OLYMPIA, Washington (Reuters) - Both the King County Council and Seattle City Council on Monday approved an NBA arena public financing deal even as the union representing Seattle longshoremen threatened a lawsuit to block it.
After the county council approved the deal unanimously, the city council followed suit with a 7-2 vote. Both bodies had previously approved earlier versions of the agreement.
“While we still have a long way to go, this is the most significant step the region has made to bring back the NBA since 2008,” Council Chair Larry Gossett said in a written statement.
That year, Seattle lost the SuperSonics to Oklahoma City, where the team was renamed the Thunder. The move came after the owner faulted Seattle officials for not coming up with a plan to build a new arena.
The team’s departure after four decades infuriated Seattle basketball fans.
“I thank the City and County Councils for their hard work and their approval of the arena Memorandum of Understanding,” Seattle Mayor Mike McGinn said in a statement. “This is another important step toward bringing the Sonics back to Seattle.”
The arena deal builds on an agreement struck in May between hedge fund manager and aspiring NBA franchise owner Chris Hansen, King County Executive Dow Constantine and McGinn. It requires an outlay of up to $200 million in public bonds to help pay for the $490 million project.
The public bonds would be repaid by taxes and rent payments generated from the arena. If that money falls short, Hansen is required under the deal to make up the difference.
Hansen has spent millions of dollars buying land in a neighborhood near downtown Seattle, known as SoDo, where two stadiums house the Seattle Mariners baseball and Seahawks football teams. The area is also home to the city’s port.
The agreement triggers an environmental review of the proposed project that will explore at least one alternative arena site.
The city’s dock worker’s union opposes putting the arena in SoDo, saying it would clog area roads and drive away shipping business. The union claims the agreement runs afoul of state law because it names the SoDo location as the project site before an environmental review has been conducted.
”Our union supports the return of the NBA to Seattle, and we are not opposed to an arena somewhere in the Puget Sound region, said Cameron Williams, president of Local 19 of the International Longshore and Warehouse Union, in a statement.
“But we cannot stand idly by while Mr.
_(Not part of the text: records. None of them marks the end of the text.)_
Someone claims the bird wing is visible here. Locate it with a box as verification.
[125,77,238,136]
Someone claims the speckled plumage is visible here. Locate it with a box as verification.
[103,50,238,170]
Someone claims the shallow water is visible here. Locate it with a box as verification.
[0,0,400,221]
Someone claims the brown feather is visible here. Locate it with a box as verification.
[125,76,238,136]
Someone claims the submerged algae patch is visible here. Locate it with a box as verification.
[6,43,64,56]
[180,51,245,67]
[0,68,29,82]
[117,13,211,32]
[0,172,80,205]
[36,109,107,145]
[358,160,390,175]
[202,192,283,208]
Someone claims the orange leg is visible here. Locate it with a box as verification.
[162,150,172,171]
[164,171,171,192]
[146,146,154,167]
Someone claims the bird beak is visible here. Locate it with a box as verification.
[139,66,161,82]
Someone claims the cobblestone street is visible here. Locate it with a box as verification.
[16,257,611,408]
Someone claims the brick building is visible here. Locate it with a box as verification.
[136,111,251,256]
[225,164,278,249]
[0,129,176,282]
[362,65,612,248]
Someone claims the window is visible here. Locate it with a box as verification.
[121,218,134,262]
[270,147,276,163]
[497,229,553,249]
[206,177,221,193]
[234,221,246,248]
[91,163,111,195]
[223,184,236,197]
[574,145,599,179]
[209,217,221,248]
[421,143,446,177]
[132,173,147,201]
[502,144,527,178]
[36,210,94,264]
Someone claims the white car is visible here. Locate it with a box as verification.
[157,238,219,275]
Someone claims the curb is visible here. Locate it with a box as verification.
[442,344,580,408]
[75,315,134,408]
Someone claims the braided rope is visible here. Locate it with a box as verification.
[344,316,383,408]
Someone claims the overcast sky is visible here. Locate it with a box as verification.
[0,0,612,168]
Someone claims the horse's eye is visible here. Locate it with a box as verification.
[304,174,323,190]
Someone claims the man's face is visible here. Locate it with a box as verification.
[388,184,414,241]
Hansen and his well-connected lobbyists, along with our elected officials, build an arena in a location that threatens the livelihood of our members and many other workers in the maritime industry.”
The union said it planned to sue after McGinn and Constantine sign the revised agreement, which they are likely to do Tuesday.
Hansen’s plan calls for having teams from both the NBA and the National Hockey League play in the new arena, but ground could be broken on the project for an NBA team alone.